We all know the death of great media is a shame, we all know we should be paying for it, but we don’t do much about it. It’s the current paywall and advertising system that is to blame. As much as I love The New York Times, or a good Chicken Caesar Salad, I don’t want to only eat that. I want variety to my diet, and paywalls don’t offer that. We often think in the modern age that people don’t read newspapers any more, it’s true, they read the articles and the new front page of the news in Twitter, friends emails and Facebook.

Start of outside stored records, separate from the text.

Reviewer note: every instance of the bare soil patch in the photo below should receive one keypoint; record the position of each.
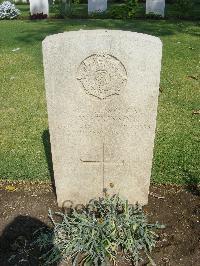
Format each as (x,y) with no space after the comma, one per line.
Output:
(24,209)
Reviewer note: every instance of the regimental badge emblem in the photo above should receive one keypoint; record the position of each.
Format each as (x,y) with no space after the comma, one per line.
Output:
(102,75)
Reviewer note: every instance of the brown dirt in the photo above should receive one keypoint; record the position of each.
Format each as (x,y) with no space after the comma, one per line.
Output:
(25,209)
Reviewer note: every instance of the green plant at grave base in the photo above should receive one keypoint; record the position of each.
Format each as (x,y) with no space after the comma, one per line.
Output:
(96,234)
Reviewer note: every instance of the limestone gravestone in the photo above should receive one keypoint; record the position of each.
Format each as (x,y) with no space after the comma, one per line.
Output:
(97,6)
(39,6)
(155,7)
(102,92)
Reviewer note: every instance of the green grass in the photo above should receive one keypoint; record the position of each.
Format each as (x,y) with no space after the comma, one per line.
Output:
(23,115)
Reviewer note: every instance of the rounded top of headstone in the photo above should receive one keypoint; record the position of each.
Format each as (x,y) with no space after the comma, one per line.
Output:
(103,32)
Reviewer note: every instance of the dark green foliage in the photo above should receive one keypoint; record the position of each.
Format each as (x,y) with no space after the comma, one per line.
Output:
(97,233)
(183,6)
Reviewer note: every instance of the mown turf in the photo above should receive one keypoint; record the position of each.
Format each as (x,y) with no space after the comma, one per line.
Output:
(24,147)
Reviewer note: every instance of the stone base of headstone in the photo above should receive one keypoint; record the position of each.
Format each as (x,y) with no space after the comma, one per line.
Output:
(156,7)
(97,6)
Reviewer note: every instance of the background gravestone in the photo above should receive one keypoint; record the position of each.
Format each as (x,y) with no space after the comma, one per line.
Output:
(97,6)
(102,92)
(155,7)
(39,6)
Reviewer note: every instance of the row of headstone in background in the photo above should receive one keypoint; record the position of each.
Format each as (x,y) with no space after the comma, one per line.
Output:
(39,7)
(21,1)
(42,6)
(156,7)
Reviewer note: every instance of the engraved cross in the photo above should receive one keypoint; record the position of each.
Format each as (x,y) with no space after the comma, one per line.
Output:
(103,162)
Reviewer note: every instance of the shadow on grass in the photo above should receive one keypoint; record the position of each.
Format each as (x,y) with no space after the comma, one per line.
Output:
(191,183)
(38,30)
(16,242)
(47,149)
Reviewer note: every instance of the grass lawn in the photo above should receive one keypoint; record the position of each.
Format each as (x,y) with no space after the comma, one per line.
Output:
(24,145)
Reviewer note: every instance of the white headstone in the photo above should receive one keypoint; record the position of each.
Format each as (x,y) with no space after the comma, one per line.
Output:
(155,7)
(102,92)
(97,6)
(39,6)
(21,1)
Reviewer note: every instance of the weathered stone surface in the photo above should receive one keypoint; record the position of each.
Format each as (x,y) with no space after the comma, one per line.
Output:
(39,6)
(102,91)
(97,6)
(155,7)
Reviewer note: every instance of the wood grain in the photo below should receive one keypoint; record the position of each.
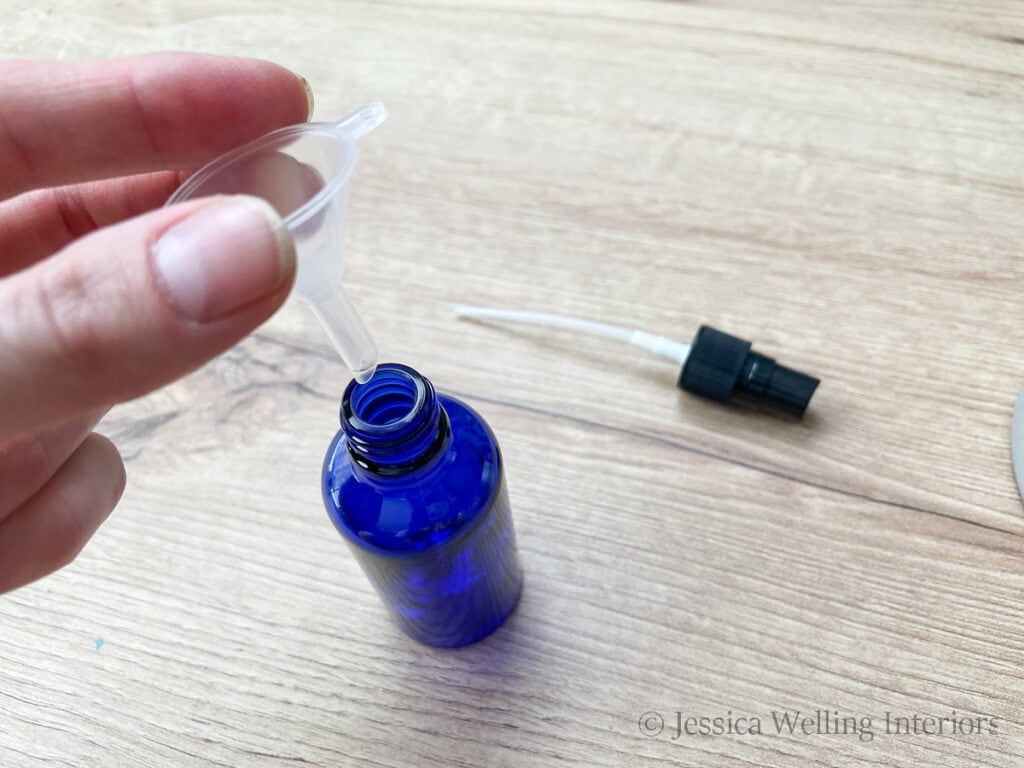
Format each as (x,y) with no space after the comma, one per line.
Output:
(841,182)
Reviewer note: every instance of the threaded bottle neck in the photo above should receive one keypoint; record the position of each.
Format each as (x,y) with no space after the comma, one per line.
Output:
(393,423)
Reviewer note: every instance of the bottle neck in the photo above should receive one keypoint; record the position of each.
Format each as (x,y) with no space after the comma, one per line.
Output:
(393,423)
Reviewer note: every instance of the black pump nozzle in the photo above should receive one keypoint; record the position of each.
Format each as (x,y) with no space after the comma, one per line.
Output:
(723,368)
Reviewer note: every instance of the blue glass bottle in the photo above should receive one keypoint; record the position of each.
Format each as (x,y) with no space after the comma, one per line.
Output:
(414,481)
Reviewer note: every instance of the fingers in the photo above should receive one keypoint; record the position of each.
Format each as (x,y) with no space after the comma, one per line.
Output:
(27,463)
(41,222)
(67,122)
(48,530)
(133,306)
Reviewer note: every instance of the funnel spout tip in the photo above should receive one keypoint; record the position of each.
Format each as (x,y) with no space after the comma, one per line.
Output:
(364,120)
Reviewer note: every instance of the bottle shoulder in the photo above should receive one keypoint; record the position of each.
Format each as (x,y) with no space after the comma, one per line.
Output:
(426,506)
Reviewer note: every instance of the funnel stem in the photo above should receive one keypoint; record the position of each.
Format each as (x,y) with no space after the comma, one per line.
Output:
(364,120)
(347,333)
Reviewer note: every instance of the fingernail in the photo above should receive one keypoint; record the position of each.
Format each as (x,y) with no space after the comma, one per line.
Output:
(309,96)
(223,257)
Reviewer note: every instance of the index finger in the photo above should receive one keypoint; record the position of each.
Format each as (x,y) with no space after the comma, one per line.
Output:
(67,122)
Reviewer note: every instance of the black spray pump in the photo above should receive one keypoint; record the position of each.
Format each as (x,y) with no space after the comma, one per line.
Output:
(716,365)
(723,368)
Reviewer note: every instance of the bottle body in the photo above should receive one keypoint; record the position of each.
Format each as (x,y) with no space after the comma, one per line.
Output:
(415,483)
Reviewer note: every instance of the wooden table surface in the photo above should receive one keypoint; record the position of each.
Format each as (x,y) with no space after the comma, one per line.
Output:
(841,182)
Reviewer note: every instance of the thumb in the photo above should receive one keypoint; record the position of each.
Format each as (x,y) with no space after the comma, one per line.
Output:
(134,306)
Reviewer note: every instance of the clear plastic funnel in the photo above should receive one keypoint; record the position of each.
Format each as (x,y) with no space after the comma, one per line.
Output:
(303,172)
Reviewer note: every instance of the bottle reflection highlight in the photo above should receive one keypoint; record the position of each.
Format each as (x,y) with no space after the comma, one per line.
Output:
(415,483)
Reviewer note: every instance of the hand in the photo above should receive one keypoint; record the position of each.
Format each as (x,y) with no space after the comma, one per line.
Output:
(97,307)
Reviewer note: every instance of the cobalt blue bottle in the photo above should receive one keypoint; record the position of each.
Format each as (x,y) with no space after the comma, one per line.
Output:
(414,481)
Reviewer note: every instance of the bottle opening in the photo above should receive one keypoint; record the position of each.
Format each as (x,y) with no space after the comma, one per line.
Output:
(390,396)
(393,422)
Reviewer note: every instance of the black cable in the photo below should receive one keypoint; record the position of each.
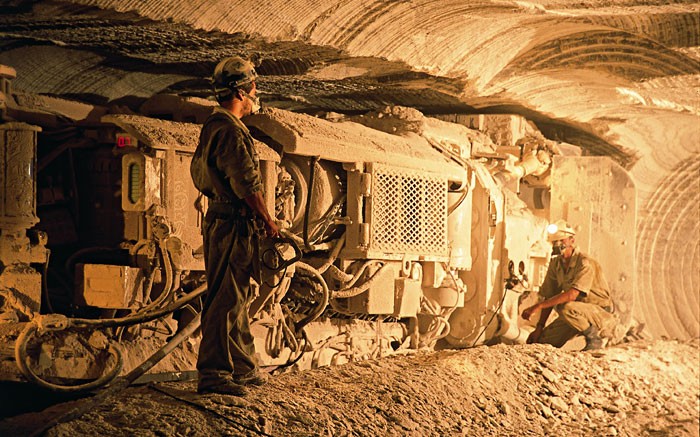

I think the solution comes in three forms, all based on destroying some of the assumptions we’ve made.
Pay With Data
One the one hand, we hate our privacy being stolen, on the other hand, our data is incredibly value and the only thing worse than relevant ads are irrelevant ads. I could imagine a future where in order to access valuable online content, we earn credits by completing online forms about our habits and intentions. It could be as easy as embedding a cookie, or as manual as monthly questionnaires, but I’d love to see better ads, for 5 minutes of my time each month and free quality news
Pay Via Better Ads
Online ads are currently cheap because they don’t work and they are ignored. Video ads look set to spread like wildfire on the Internet, which will soon make browsing even worse than it is now. Why do we expect 30 second ads online? What if 3 second video ads became the default ad of the Web? We’d see fast free browsing, we could see advertising served as sequential micro-ads that build over time. An ad that is both in video form, and actually noticed could be worth far more.
Pay with Micropayments
If your data is too much then why not pay with real currency? Perhaps we could create a credit system where we buy a universal digital microcredit through our phone bill or credit card to purchase tens of thousands of credits per month. Then access to paid sites would be charged for based on the unit time we spend on that site.
The death of quality content and the rise of poor content is every bit as problematic as the rise of obesity. It’s encouraging lazy thinking, entrenched viewpoints, and it’s killing one of the most vital arts in the world: journalism. This is a big problem, and I’d love to see the next billion dollar VC company as the one that nails how we can spread wisdom through the Internet.